Columbia Electrical Engineers Win Another Qualcomm Innovation Fellowship and $100,000 Stipend

For the fifth year in a row, a Columbia Engineering team has won a coveted Qualcomm Innovation Fellowship

Jun 30 2016 | By Jesse Adams

For the fifth year in a row, a Columbia Engineering team has won a coveted Qualcomm Innovation Fellowship.  Electrical engineering PhD student Negar Reiskarimian is on one of just eight teams to recently receive one of this year’s fellowships. With faculty advisor Electrical Engineering Associate Professor Harish Krishnaswamy and research partner Ahmed Kord of the University of Texas at Austin, Reiskarimian will receive $100,000 in funding and mentoring from Qualcomm engineers for their innovation, “Fully-Integrated Reconfigurable Magnet-less Non-reciprocal Components for Next-Generation Wireless Communication Systems,” which represents a potential game-changer for wireless communications.

PhD student Negar Reiskarimian
PhD student Negar Reiskarimian
—Image courtesy of Negar Reiskarimian

They will use this stipend to develop compact, novel antenna interfaces for next-generation communications systems such as full-duplex wireless, by which devices should be able to simultaneously transmit and receive data on the same frequencies, vastly improving spectrum efficiency.

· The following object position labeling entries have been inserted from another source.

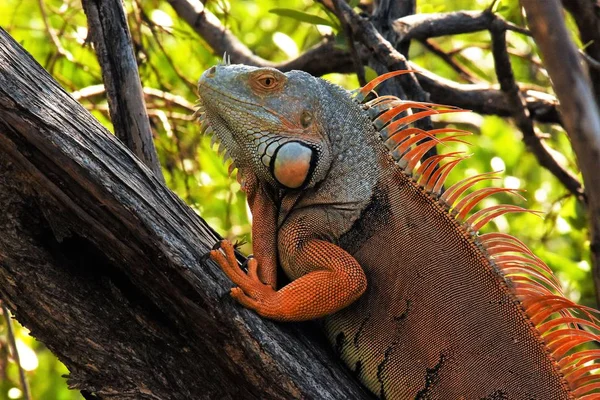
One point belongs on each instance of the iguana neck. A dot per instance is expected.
(353, 174)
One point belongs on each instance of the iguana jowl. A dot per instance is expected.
(417, 303)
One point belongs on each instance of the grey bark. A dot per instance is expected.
(112, 41)
(105, 265)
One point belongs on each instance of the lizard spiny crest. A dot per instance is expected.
(562, 324)
(372, 157)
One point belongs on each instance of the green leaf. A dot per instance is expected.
(302, 16)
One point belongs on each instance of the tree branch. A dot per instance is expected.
(521, 115)
(578, 105)
(112, 41)
(106, 266)
(319, 60)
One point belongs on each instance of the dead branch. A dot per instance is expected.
(578, 105)
(521, 115)
(112, 42)
(106, 266)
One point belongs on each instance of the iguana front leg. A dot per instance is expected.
(333, 280)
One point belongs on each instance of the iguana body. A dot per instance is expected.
(414, 301)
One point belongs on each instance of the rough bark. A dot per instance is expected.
(105, 266)
(112, 41)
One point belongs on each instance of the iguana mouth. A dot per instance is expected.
(206, 129)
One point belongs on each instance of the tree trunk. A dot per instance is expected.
(105, 266)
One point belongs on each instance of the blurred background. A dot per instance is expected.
(171, 57)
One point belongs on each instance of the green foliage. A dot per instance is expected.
(171, 58)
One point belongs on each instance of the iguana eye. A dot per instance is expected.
(267, 81)
(305, 119)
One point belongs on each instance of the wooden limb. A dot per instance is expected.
(106, 266)
(110, 35)
(522, 117)
(585, 14)
(326, 58)
(319, 60)
(448, 59)
(578, 105)
(15, 353)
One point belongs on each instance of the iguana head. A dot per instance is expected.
(268, 122)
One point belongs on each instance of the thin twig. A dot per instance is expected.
(360, 70)
(15, 353)
(521, 114)
(455, 65)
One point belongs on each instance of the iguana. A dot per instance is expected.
(416, 302)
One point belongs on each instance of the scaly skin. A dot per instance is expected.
(412, 300)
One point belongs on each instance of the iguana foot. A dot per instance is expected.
(251, 293)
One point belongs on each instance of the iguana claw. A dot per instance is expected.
(251, 293)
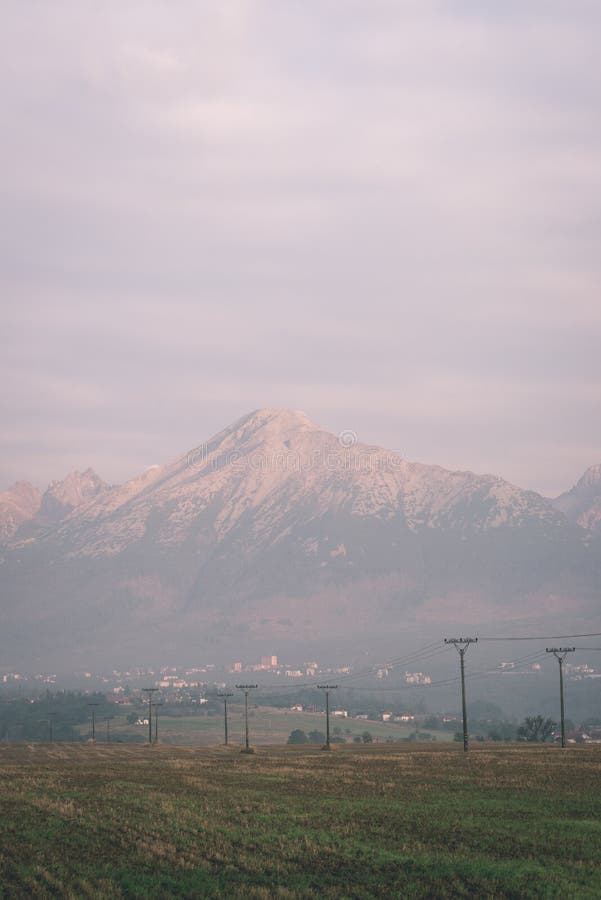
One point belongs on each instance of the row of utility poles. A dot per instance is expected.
(462, 644)
(246, 688)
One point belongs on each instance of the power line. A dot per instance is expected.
(544, 637)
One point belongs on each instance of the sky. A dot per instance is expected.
(386, 213)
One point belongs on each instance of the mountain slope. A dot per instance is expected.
(275, 530)
(19, 504)
(582, 503)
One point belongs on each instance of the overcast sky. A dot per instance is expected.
(386, 213)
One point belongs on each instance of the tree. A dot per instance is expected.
(536, 729)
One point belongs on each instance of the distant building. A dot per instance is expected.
(269, 662)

“It is quite extraordinary that Columbia Engineering has won the Qualcomm Innovation Fellowship five years running, and this is also the third year in a row that students from the CoSMIC lab have won this prestigious and competitive award,” said Krishnaswamy. “This year’s project is particularly exciting as it blends applied electromagnetics with integrated circuits to realize new non-magnetic non-reciprocal devices that have the potential to revolutionize wireless communications.”

In March, Reiskarimian and Kord traveled to Qualcomm’s San Diego headquarters to present their work at the Innovation Fellowship finals, competing with 33 other finalists selected from among 129 applicants representing 18 universities. Projects spanned a range of research interests including the Internet of Things, mobile security, machine learning, and semiconductors, with winners including teams from MIT, Stanford, Carnegie Mellon, and Berkeley.

Reiskarimian, who studied telecommunications and microelectronic circuits at Iran’s Sharif University of Technology, came to Columbia in 2013 to pursue research in analog/RF integrated circuits and systems research as a graduate research student in Krishnaswamy’s CoSMIC (Columbia high-Speed and Mm-wave IC) lab, concentrating on the future of wireless communication. She is also a member of the FlexICoN (Full-duplex Wireless: From Integrated Circuits to Networks) project.